Por
  • Luisa Miñana

Pandemia y discapacidad

Recursos del centro Arasaac en el colegio Alborada de Zaragoza
Recursos del centro Arasaac en el colegio Alborada de Zaragoza
Guillermo Mestre

Cuando nos alcanzó la pandemia, allá por febrero (a veces parece que ha pasado un siglo y a veces que el tiempo no transcurre en absoluto), todo se detuvo. Nos concentramos en una prioridad: parar la expansión del contagio, cuidar de los directamente afectados por la enfermedad. Conforme se han sucedido los meses vamos conociendo muchos más aspectos de esta crisis transversal y global, y siendo conscientes de sus causas profundas y de muchas de sus consecuencias presentes y futuras. Como los recursos son limitados, y en una situación de crisis la paradójica perversidad del sistema económico se hace todavía más notoria, esas consecuencias se multiplican, y diversifican sus efectos cuanto más nos alejamos del territorio de la ‘normalidad’ estándar.

Uno de esos territorios, infrecuentemente considerado en los informes generales sobre la pandemia, noticias de los medios de comunicación o incluso estadísticas específicas, es el de la discapacidad. Algo que no se entiende muy bien, ya que, según la Organización Mundial de la Salud, el 15% de la población mundial vive con algún tipo de diversidad funcional; en España la última encuesta realizada data de 2008, y en ese momento la cifra se situaba en un 9% del total de la población.

Uno de esos territorios, infrecuentemente considerado, es el de la discapacidad.

La pandemia va a perjudicar gravemente el empleo entre las personas con discapacidad, ya de por sí muy lejos de los niveles de inserción que serían adecuados. Según datos del INE (2018) sólo el 34,5% de la población con diversidad funcional, y en edad de trabajar, lo hace. En este contexto hay que considerar la caída histórica de contrataciones de personas con discapacidad acontecida en abril pasado, cuando se registró el número más bajo de estos contratos desde hace catorce años, y un desplome del 74% respecto al año anterior. No es difícil suponer que estos empleos no serán de los primeros en recuperarse, sino todo lo contrario.

Sólo el 34,5% de la población con diversidad funcional, y en edad de trabajar, lo hace. 

Pero hay aspectos más sutiles en los que raramente la mayoría de la sociedad recapacitamos. Por ejemplo, la falta de circulación, en los medios y soportes habituales, de una información accesible ha agravado la incertidumbre, que todos sentimos, entre el colectivo diversamente funcional.
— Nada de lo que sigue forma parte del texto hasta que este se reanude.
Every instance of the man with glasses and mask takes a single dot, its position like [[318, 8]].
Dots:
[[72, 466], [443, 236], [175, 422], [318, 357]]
Las personas sordas, invidentes, las que necesitan el apoyo de la comunicación aumentativa para la comprensión de la realidad, no han tenido mucho espacio en los mensajes dirigidos de forma general a la población, aunque las entidades enfocadas a la diversidad funcional los hayan elaborado en su ámbito, como Arasaac, que editó prontamente toda una batería de pictogramas dedicados a la pandemia -uso de mascarilla, desinfección, etc-.
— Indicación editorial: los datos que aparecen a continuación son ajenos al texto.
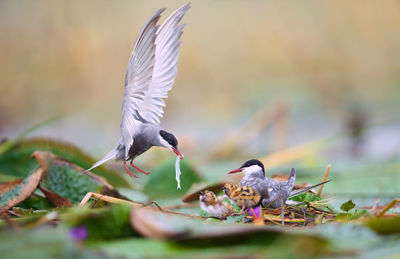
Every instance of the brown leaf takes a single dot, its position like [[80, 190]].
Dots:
[[7, 186], [153, 224], [55, 199], [27, 189]]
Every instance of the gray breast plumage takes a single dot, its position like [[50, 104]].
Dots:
[[142, 141]]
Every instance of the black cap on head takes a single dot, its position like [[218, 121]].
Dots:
[[169, 138], [253, 162]]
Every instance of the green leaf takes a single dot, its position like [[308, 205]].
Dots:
[[347, 206], [68, 183], [16, 161], [389, 225], [69, 180], [162, 181], [104, 223]]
Cuando nos alcanzó la pandemia, nos encerramos y dejamos de tocarnos y de estar cerca unos de otros, para no convertirnos en enemigos involuntarios de los demás. Muchas personas con discapacidad sufren respecto a esto una doble paradoja. Por un lado, muchas necesitan de ayuda externa, de otras manos cuidadoras o de apoyo, para su vida cotidiana, lo cual implica la imposibilidad de mantener la consabida distancia de seguridad interpersonal, o, por citar solamente otro ejemplo, en el caso de las personas sordas, el uso de mascarillas impide la lectura de labios. En consecuencia, el entorno familiar o residencial debe también extremar la autoprotección. Ello conlleva un triple esfuerzo: físico, emocional y también, claro, económico, algo que no debería ser olvidado a la hora de diagnosticar los quebrantos de la pandemia y las necesidades de apoyo social e institucional. Por otro lado, el aislamiento protector está teniendo consecuencias muy concretas para las personas con discapacidad, ya que han dejado de recibir sus habituales terapias (logopedia, fisioterapia, estimulación sensorial, etc.), necesarias para el mantenimiento de su salud y para no interrumpir su evolución intelectual.

Ello conlleva un triple esfuerzo: físico, emocional y también, claro, económico. 

Todo ello, quizás lo podríamos -malamente- resumir en la constatación de que, mientras prosigue la pandemia, vuelven a reinstalarse las carencias en el proceso de sociabilización de las personas con diversidad funcional, y que tanto trabajo viene costando por parte de cuantos creemos, sin ninguna duda, que si no procuramos una verdadera inclusión tampoco esta vez saldremos mejores del envite.